My post yesterday about our demolition experience in Christchurch certainly touched a nerve – the comments, Facebook likes, retweets et al have shown just how important this is to people. I read last night another article which showed just how bad things ar e for some people. It seems that Chris Meyer, who owned a café in a building demolished after the September quake, had an even worse situation. The contract between the building owner and the demolition company gave the company the rights to salvage any material from the Manchester Courts property.
This is a standard approach with demolition contracts – the company performing the demolition has the rights to any salvage materials.
But here it gets far murkier. You see Civil Defence had deemed the building unsafe and hence the tenant, Meyer, was not allowed access to remove his own fittings and fixtures.. The demolition contractors therefore made off with the materials recovered from the building itself, but also those from the individual tenancies.
Meyer has since had to pay the demolition company to recover some of the materials, while others have been found for sale in other parts of the country.
There is a case here that I believe needs to be heard. As far as my Laws 101 training would indicate, at no point did title on tenants good move from the tenant – not to Civil Defence, not to the building owner and certainly not to the demolition company. As such, and notwithstanding any costs incurred in removing the items from the building )more on that later), the tenant has every right, as far as I can see, to reclaim those goods.
As for costs claimed by the demolition company, anecdotal evidence suggests that demolition crews were seen simply walking into the building to remove these goods, that being the case, the onus must surely fall on Civil Defence to determine honestly whether the building is unsafe to enter or not – if it is then both tenants and demolition crews should be held to the same standard.

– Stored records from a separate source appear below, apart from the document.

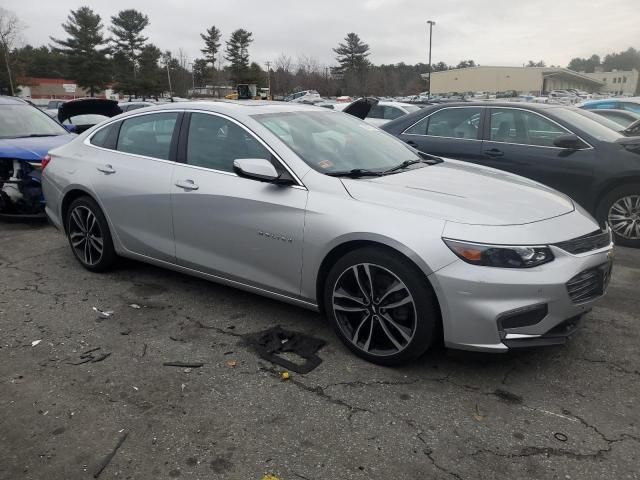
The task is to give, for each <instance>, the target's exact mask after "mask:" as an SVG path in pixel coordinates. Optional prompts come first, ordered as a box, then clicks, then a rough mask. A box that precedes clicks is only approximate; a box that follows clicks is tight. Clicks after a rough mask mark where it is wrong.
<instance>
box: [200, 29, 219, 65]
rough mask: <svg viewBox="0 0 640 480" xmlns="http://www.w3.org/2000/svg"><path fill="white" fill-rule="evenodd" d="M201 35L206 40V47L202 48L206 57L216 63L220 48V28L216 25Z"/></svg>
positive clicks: (202, 51)
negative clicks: (217, 26) (217, 27)
mask: <svg viewBox="0 0 640 480" xmlns="http://www.w3.org/2000/svg"><path fill="white" fill-rule="evenodd" d="M200 37H201V38H202V40H204V45H205V47H204V48H203V49H202V50H200V51H201V52H202V53H203V55H204V58H205V59H206V60H207V61H208V62H211V63H213V64H214V65H215V63H216V56H217V55H218V50H219V49H220V30H218V29H217V28H216V27H215V26H212V27H211V28H208V29H207V33H206V34H204V33H201V34H200Z"/></svg>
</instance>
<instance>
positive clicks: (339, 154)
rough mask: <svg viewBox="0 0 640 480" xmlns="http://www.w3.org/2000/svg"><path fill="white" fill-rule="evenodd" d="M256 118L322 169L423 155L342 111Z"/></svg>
mask: <svg viewBox="0 0 640 480" xmlns="http://www.w3.org/2000/svg"><path fill="white" fill-rule="evenodd" d="M253 118H254V119H255V120H256V121H258V122H259V123H260V124H262V125H263V126H265V127H266V128H267V129H268V130H269V131H271V132H272V133H273V134H274V135H276V136H277V137H278V138H280V140H282V141H283V142H284V143H285V144H286V145H287V146H288V147H289V148H290V149H291V150H292V151H293V152H295V153H296V154H297V155H298V156H299V157H300V158H301V159H302V160H303V161H304V162H305V163H306V164H307V165H309V166H310V167H311V168H313V169H314V170H317V171H319V172H322V173H333V172H343V171H350V170H354V169H366V170H375V171H377V170H387V169H388V168H391V167H394V166H396V165H398V163H401V162H403V161H405V160H419V159H420V157H419V156H418V155H417V154H416V152H415V151H414V150H413V149H411V148H410V147H408V146H407V145H406V144H405V143H404V142H402V141H400V140H398V139H396V138H394V137H392V136H390V135H389V134H387V133H385V132H383V131H381V130H379V129H377V128H375V127H373V126H371V125H369V124H367V123H365V122H362V121H361V120H358V119H356V118H354V117H352V116H350V115H342V114H341V113H339V112H332V111H297V112H281V113H265V114H258V115H254V116H253Z"/></svg>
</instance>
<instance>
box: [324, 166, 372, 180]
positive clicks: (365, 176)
mask: <svg viewBox="0 0 640 480" xmlns="http://www.w3.org/2000/svg"><path fill="white" fill-rule="evenodd" d="M326 175H329V176H330V177H349V178H360V177H380V176H381V175H382V173H381V172H374V171H373V170H365V169H363V168H354V169H352V170H343V171H337V172H326Z"/></svg>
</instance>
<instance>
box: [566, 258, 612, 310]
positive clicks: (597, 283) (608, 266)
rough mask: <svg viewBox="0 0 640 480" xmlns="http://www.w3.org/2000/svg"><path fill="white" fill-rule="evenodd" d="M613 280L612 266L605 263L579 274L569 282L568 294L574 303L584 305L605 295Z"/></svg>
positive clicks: (569, 281) (568, 287) (569, 296)
mask: <svg viewBox="0 0 640 480" xmlns="http://www.w3.org/2000/svg"><path fill="white" fill-rule="evenodd" d="M610 278H611V264H610V263H605V264H603V265H600V266H599V267H595V268H591V269H589V270H585V271H584V272H581V273H579V274H578V275H576V276H575V277H573V278H572V279H571V280H569V281H568V282H567V292H568V293H569V298H571V301H572V302H573V303H583V302H588V301H589V300H593V299H594V298H597V297H600V296H602V295H604V291H605V289H606V288H607V285H608V283H609V279H610Z"/></svg>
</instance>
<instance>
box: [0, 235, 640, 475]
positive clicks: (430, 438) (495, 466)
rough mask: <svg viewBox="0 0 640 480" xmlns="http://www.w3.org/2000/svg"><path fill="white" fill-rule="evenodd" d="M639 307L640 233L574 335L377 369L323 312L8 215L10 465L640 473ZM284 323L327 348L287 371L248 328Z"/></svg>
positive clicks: (572, 474) (4, 399) (438, 352)
mask: <svg viewBox="0 0 640 480" xmlns="http://www.w3.org/2000/svg"><path fill="white" fill-rule="evenodd" d="M93 307H96V308H97V309H99V310H101V311H103V312H104V311H107V312H108V311H112V312H113V313H112V314H111V315H110V316H108V317H106V316H105V315H101V314H99V313H98V312H96V311H94V310H93ZM138 307H139V308H138ZM639 311H640V251H635V250H630V249H624V248H618V249H617V251H616V260H615V266H614V273H613V278H612V282H611V285H610V289H609V292H608V294H607V296H606V297H605V298H604V299H603V300H602V301H601V302H600V303H599V304H598V305H597V306H596V307H595V308H594V310H593V311H592V312H591V313H590V314H589V315H588V316H587V317H586V320H585V322H584V324H583V327H582V329H581V330H580V331H579V332H578V333H577V334H576V335H575V336H574V337H573V338H572V339H571V341H570V342H569V343H568V344H567V345H565V346H561V347H547V348H543V349H539V350H533V351H526V352H517V353H510V354H505V355H497V354H496V355H488V354H477V353H475V354H474V353H465V352H456V351H451V350H446V349H443V348H440V349H436V350H434V351H432V352H430V353H428V354H427V355H425V356H424V357H423V358H421V359H420V360H418V361H416V362H415V363H413V364H411V365H409V366H406V367H402V368H393V369H392V368H383V367H380V366H376V365H372V364H369V363H367V362H365V361H363V360H360V359H358V358H356V357H354V356H353V355H352V354H351V353H349V352H348V351H347V349H346V348H345V347H344V346H342V344H341V343H340V342H339V341H338V340H337V338H335V337H334V335H333V333H332V331H331V330H330V328H329V327H328V325H327V324H326V322H325V321H324V320H323V319H322V318H321V317H320V316H319V315H318V314H315V313H312V312H309V311H306V310H303V309H300V308H297V307H293V306H289V305H285V304H281V303H278V302H276V301H272V300H269V299H265V298H262V297H259V296H256V295H253V294H249V293H245V292H242V291H239V290H235V289H232V288H228V287H223V286H220V285H216V284H213V283H209V282H206V281H204V280H200V279H196V278H192V277H188V276H185V275H182V274H179V273H175V272H170V271H166V270H162V269H159V268H156V267H152V266H148V265H145V264H141V263H137V262H133V261H123V262H121V264H120V266H119V267H118V268H117V269H116V270H114V271H112V272H110V273H106V274H92V273H90V272H87V271H85V270H84V269H82V268H81V267H80V265H79V264H78V263H77V262H76V261H75V260H74V258H73V256H72V254H71V252H70V250H69V247H68V245H67V243H66V240H65V238H64V237H63V236H62V235H61V234H60V233H58V232H57V231H56V230H54V229H53V228H52V227H48V226H28V225H17V224H16V225H12V224H0V452H2V453H1V456H0V479H7V480H16V479H51V480H54V479H55V480H57V479H85V478H86V479H89V478H94V477H95V476H96V475H97V476H98V478H101V479H113V478H125V479H161V478H193V479H239V480H253V479H256V480H261V479H263V478H264V477H265V476H266V475H273V476H275V478H278V479H280V480H298V479H303V480H326V479H331V480H342V479H376V480H378V479H380V480H382V479H385V480H386V479H408V480H413V479H458V480H460V479H465V480H472V479H525V478H531V479H581V480H587V479H616V480H621V479H638V478H640V349H639V345H640V318H639V314H638V312H639ZM103 317H106V318H103ZM276 325H280V326H282V327H283V328H285V329H288V330H293V331H296V332H300V333H304V334H307V335H310V336H312V337H315V338H318V339H322V340H325V341H326V342H327V343H326V345H325V346H324V347H323V348H322V349H321V350H320V351H319V353H318V355H319V356H320V357H321V358H322V360H323V362H322V363H321V364H320V365H319V366H318V367H317V368H316V369H314V370H313V371H311V372H310V373H307V374H297V373H294V372H290V377H289V379H283V378H282V376H281V374H282V372H283V371H284V369H283V368H282V367H279V366H278V365H274V364H272V363H271V362H269V361H266V360H264V359H262V358H261V357H259V356H258V354H257V353H256V351H255V350H254V348H252V347H251V346H250V345H248V344H247V343H246V338H247V336H248V335H253V334H256V333H257V332H261V331H264V330H266V329H269V328H271V327H274V326H276ZM165 362H187V363H194V362H195V363H196V364H197V363H202V364H203V365H202V366H201V367H197V368H196V367H174V366H165V365H163V364H164V363H165ZM118 444H120V445H119V448H117V450H116V447H117V446H118ZM114 452H115V454H114V455H113V456H112V457H111V458H109V456H110V454H112V453H114ZM101 468H102V470H100V469H101ZM267 478H268V477H267Z"/></svg>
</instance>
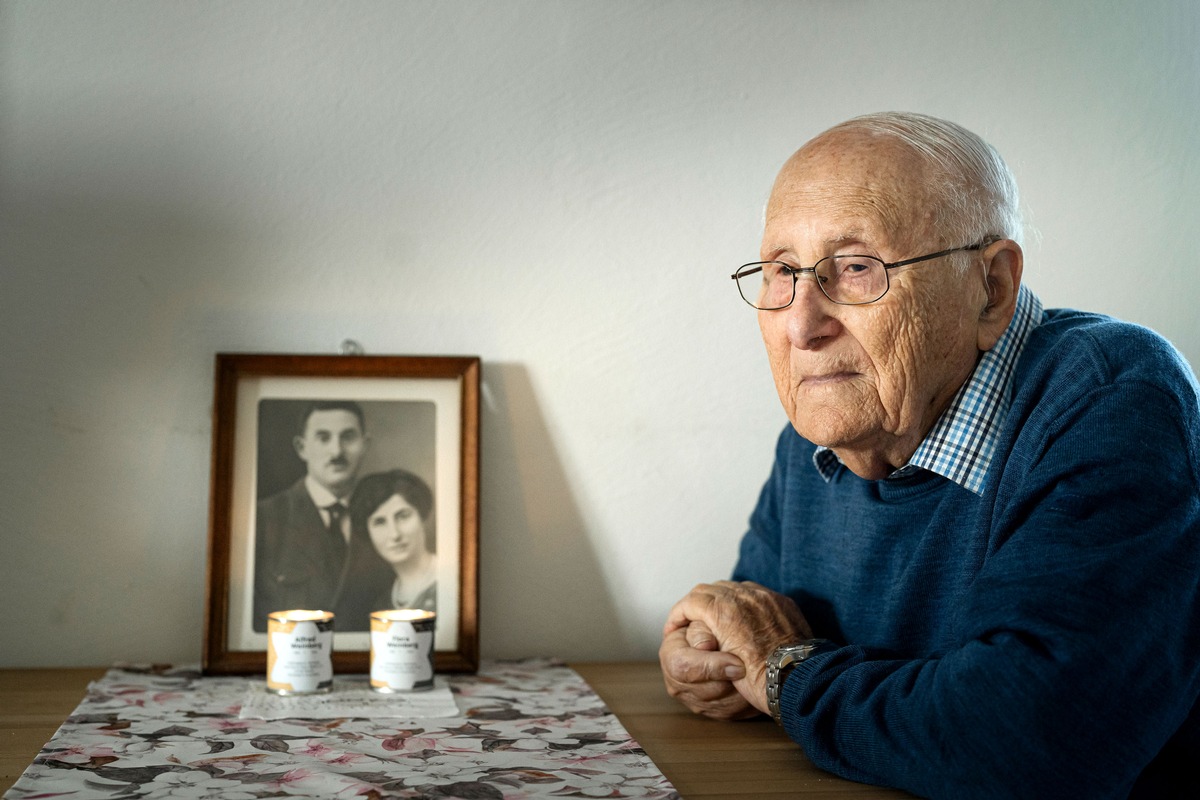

This is a case that needs to be heard, I believe there is a barrister somewhere (as opposed to a barista, Meyer can fill that role) who would be prepared to take on this case pro bono. I’d be prepared to put up some cash to cover filing costs and disbursements. A precedent has been set in Christchurch for mandated looting, we need to right that wrong and protect the property rights of business and building owners. I believe there is a case to answer, by Civil Defence for not policing the disaster scene, by the building owner for not protecting the rights of his tenants, and by the demolition company who profited from the removal of assets they had no right to. Who’ll join this quest?